Post
Topic
Board Speculation
Re: Halving guide for noobs: Why it's not possible for halving to be priced in now
by
LMGTFY
on 08/04/2016, 08:49:44 UTC
Most people in the speculation forum don't understand anything about Bitcoin mining.  The first thing you need to understand is, nobody running a current process node miner actually turns them off no matter what the price does.  You're either an ASIC dealer that spent millions on research and design to make it, or some random Joe that paid a big premium for one.  Turning them off makes no sense for anyone since Bitcoin is an asymmetric investment.  Unless you're mining with crazy expensive electricity, your current generation miner will either pay off eventually, or Bitcoin will go to 0.  There's no purpose in turning it off.  

If you're mining, you likely already own coins, and increasing hash power just drives the price up of the ones you already have as well.  Trust me, I've rented out like 80% of the hashpower of entire altcoins, I'm an expert on this from firsthand experience.  Since the amount of miners deployed increased a lot with the recent price increase, this means the floor miners will stop selling at raised too.  If the majority of the network is composed of ASICs that are supposed to be technologically viable, or even near their ROI period at all, but the sell rate is not favorable to that, they will simply stop selling, supply withers to nothing, then the price boom occurs.

Miners also tend to mine at a loss in hopes of future returns (being a deflationary system and all) long before turning their miners off.  If the miners do begin to mine at a loss ,they will then also go buy coins off the wall to dollar cost average because we've already determined they aren't turning the miners off.  It is 100% inevitable price increases after halving.  Post halving price is a function of what the market can bear pre-halving.  We've already seen the Mike Hearn R3 propaganda scare dumps where the market didn't drop that much then rebounded anyway.  There's not a problem with the market supporting this ballpark of pre-halving price of around a 410 floor.  

No matter how you look at it, post halving, in one way or another, through multiple dynamics, the supply will decrease propotional to demand.  Mining is a form of demand.  Mining is a decentralized exchange, Coinbase is a centralized exchange.  The price could increase 50%, it could increase 100%, or depending how elastic demand is, it could go much higher through a big shock in supply side distortion.  Around 75% of Bitcoin has already been mined, so the hard part, the putting money up front to capitalize the accumulation period, is already done.  Now the people who have accumulated just wait for inflation to drop, like it's about to do, then send the market higher.  The market will move through both predictable laws of economics and whale engineering at the same time.
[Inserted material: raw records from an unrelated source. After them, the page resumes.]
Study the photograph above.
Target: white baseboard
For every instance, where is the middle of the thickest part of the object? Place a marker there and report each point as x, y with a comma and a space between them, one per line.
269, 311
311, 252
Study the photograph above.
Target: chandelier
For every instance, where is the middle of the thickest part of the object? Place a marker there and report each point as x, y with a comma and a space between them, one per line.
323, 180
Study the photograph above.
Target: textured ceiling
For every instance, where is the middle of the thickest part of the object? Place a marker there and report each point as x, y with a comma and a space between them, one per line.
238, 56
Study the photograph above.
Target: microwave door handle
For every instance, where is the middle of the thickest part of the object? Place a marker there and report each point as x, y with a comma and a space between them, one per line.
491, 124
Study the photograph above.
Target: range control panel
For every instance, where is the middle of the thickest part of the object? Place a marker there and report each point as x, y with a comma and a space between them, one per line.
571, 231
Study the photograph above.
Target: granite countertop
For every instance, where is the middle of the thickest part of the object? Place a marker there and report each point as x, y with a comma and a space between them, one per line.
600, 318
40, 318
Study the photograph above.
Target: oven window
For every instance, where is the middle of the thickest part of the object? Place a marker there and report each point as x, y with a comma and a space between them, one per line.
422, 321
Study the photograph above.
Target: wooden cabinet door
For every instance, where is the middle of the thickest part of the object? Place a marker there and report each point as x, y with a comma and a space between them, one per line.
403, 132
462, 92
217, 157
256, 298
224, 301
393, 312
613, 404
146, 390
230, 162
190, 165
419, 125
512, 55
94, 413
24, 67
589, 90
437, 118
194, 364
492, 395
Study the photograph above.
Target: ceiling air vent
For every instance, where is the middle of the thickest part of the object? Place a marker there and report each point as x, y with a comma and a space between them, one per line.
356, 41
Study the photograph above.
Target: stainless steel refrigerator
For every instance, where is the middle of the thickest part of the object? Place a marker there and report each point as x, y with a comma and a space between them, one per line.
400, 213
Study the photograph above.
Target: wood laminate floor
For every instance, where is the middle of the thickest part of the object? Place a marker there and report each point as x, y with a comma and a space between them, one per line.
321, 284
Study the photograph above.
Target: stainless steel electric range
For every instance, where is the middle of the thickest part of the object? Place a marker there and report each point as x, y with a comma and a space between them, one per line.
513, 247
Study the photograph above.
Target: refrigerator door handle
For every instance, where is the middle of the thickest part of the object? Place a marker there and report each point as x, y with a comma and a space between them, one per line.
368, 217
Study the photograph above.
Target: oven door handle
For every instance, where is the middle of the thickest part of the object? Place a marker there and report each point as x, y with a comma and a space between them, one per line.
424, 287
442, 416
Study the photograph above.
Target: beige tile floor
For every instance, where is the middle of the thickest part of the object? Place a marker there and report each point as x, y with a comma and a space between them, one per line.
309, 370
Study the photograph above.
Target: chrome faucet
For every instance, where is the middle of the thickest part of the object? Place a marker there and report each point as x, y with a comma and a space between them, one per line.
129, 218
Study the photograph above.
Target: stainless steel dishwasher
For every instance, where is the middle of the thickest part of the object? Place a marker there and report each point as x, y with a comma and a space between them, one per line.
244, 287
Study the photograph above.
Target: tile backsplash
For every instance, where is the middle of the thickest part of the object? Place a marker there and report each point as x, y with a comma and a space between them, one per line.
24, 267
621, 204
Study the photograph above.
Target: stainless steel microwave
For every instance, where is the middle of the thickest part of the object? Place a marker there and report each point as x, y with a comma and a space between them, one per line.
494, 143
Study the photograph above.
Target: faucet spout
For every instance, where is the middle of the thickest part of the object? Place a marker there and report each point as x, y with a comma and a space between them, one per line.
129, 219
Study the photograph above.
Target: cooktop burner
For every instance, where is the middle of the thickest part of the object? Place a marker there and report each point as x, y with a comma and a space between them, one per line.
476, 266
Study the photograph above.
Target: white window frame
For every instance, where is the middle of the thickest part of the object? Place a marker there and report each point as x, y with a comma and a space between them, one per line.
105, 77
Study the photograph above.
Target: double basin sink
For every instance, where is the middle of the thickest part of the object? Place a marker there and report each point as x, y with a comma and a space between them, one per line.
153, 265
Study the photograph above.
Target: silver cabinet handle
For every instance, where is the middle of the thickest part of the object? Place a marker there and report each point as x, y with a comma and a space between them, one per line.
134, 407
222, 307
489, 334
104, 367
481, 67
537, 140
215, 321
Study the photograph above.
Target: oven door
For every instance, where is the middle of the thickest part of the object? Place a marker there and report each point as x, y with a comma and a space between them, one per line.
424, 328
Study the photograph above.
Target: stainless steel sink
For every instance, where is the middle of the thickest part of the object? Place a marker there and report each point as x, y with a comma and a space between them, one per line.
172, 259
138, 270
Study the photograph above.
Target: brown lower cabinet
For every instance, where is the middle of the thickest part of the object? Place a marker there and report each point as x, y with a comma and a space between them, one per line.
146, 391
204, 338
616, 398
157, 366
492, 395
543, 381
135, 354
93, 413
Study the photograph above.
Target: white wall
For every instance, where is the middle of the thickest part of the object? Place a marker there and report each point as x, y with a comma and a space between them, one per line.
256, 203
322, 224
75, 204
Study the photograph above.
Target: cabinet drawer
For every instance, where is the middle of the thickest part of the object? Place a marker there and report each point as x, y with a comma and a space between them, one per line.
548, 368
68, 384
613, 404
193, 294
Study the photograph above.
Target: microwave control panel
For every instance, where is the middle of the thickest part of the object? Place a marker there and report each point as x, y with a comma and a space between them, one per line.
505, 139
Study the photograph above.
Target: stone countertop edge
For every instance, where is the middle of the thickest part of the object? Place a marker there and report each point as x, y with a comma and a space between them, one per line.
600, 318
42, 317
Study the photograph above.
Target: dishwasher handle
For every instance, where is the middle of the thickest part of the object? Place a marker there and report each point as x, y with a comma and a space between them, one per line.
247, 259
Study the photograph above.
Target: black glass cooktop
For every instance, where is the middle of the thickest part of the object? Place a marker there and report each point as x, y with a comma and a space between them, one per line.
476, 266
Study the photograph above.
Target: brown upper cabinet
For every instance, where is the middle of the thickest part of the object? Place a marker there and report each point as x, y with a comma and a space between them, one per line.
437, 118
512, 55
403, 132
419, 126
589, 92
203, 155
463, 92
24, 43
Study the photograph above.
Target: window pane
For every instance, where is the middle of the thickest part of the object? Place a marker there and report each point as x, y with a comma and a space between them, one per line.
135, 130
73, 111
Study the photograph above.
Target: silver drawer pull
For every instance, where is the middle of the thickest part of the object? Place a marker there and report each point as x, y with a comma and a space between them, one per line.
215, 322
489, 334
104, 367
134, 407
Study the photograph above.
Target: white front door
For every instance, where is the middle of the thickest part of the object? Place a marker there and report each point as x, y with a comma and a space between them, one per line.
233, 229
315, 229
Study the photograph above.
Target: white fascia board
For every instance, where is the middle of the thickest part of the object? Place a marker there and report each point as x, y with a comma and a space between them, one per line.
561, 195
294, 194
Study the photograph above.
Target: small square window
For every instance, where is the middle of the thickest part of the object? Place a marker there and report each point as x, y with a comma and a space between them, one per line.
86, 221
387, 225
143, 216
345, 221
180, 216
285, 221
OK, I don't necessarily disagree with any of that. It's been many years since I mined, and a lot has changed, but I recognise mining-at-a-loss - when I purchased my first "rig" (known as a fancy graphics card back then) I knew I could spend the money on BTC instead, and - initially - have far more BTC. I knew that difficulty would push ROI back further and further. Despite that, I mined at a loss in the hope that - one -day! - BTC would be worth more than the few dollars it was then.

So - good analysis, interesting and thought-provoking discussion ensues.

What I don't get is - what does that have to do with the subject of the thread?

The big struggle I have trying to get people to understand that markets take known, future events into account is getting them to understand that traders don't live in a bubble, that they have access to the same data, the same analysis we have (not least because there's an overlap between "traders" and "us"). The premise here seems to be (1) we know that supply will reduce relative to demand, (2) ?, (3) Profit. What's step 2?